One of the powerful roles of poetry has long been in illuminating the minutiae of life we take for granted. Irish poet Patrick Kavanagh wrote that "to know fully even one field... is a lifetime's experience", and there were plenty of examples here of poetry as a vivid close-up that makes things new: Michael Longley on badgers and otters; Valerie Gillies on butterflies and basking adders; Linda France on wild flowers.
Descriptive nature poetry has produced some of our best-loved and most accessible poetry, but today's poets also make larger environmental statements: Tessa Ransford imagines a protest by seabirds about the destruction of the marine environment; Poet Laureate Andrew Motion mourns the gradual disappearance of the sparrow; Fleur Adcock observes the everyday assaults of suburbia on wildlife habitats, in concrete pumping stations and leylandii hedges.
They are part of a long tradition. In the 19th century, John Clare - whose poems set to music were performed at StAnza by Gordon Tyrrell - watched his rural idyll destroyed by industry. At the turn of the 20th century, Edward Thomas became one of the first to link ecology and poetry, writing that "man seems to me a little part of nature and the one I enjoy least".
However, it could be argued, as Robert Crawford does, that the link goes back even further. Robert Burns in To a Mouse laments how "man's dominion/ Has broken nature's social union". Crawford pointed out that Burns, as a ploughman, worked hands-on with the land, while later poets, such as the Romantics, roamed the hills as spectators of nature.
A moving celebration of those who worked the land came from Hugh Lupton's Praise Songs, a performance using poetry, story and song - a highlight of the festival. Performed to great acclaim on Radio 3's Late Junction, it is the story of Jennie Wing, a horseman's daughter from Cambridgeshire who died recently at 104. What begins as a quaint memory of rural childhood becomes a powerful account of a life begun in a different age and its disappointed hopes.
As Jennie's father's horses knew his voice, so did the cattle know the cattle calls of the women who milked them, and these were woven into a sound poem by Valerie Gillies. Gillies describes her career as "a lifelong journey through Scotland's landscape and folklore", but old superstitions are not always in tune with nature: those who hammer coins into a wishing tree are killing the tree with their enthusiasm.
Kathleen Jamie argued she does not want to be pigeonholed as a nature poet, although she has produced award-winning work in this field. She writes of nature both in close-up and with a wider perspective on the planet and its ills. She said she once hoped to free herself from language, the better to experience the natural world.
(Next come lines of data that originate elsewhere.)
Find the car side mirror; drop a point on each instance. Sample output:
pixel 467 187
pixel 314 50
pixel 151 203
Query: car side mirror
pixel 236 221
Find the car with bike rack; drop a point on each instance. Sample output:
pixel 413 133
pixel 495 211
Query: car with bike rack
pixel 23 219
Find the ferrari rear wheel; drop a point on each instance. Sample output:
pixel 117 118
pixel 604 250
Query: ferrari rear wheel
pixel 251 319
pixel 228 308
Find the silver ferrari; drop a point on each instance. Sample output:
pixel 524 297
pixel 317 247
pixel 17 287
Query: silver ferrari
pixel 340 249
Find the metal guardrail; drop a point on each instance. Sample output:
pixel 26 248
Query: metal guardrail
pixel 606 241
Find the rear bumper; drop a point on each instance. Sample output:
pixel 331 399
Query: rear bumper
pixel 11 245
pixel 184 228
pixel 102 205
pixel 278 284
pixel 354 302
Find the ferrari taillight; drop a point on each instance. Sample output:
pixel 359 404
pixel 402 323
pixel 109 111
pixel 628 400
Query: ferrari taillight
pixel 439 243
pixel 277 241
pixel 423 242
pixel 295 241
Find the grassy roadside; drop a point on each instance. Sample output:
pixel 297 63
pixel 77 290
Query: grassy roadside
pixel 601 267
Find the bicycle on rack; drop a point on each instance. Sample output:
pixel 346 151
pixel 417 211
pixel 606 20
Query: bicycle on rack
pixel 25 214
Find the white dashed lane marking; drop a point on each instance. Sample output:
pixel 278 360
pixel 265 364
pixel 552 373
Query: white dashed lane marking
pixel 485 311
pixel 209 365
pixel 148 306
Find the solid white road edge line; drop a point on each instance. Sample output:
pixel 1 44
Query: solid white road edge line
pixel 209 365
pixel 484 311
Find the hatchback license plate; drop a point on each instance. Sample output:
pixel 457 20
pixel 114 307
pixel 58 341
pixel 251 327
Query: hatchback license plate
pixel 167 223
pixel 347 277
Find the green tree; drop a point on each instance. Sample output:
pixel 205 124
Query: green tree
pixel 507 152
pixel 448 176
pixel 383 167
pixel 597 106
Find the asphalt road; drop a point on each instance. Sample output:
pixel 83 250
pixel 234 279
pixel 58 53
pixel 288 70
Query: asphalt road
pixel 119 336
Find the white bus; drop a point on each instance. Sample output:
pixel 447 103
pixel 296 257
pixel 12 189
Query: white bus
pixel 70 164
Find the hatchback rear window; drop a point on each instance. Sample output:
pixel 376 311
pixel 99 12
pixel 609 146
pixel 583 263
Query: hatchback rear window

But she came to realise that language is the best way we have to understand it, and our task is to listen to its often-unheard voice.
Yet she cautioned against a rose-tinted view of nature, the urge to reducing it to a force over which we have mastery, which we experience only on Sunday strolls: "What disturbs me is that we can come to think of nature as foxes and primroses - what about diphtheria?"
Jamie not only writes about nature, she uses nature - its images and process - to write about other things. For this reason it is wrong to expect poets to be polemical; the world is their toolbox as well as their subject. Thus, Michael Longley writes about seals, but produces a love poem, and David Harsent writes about the hare, and travels into territory both mythological and ecological.
StAnza 2006 was another success, full of poetic richness. Some spellbinding performances, notably from Motion, Tony Curtis and Sheenagh Pugh. Newer talents finding a voice in the Pamphlet Poets section notably included Andrew Philip, Andrew Forster and Angela McSeveney.
And speaking of the future, next year's festival is the tenth StAnza, and organisers are already planning an extra- special programme. Too bad it's a whole year until then.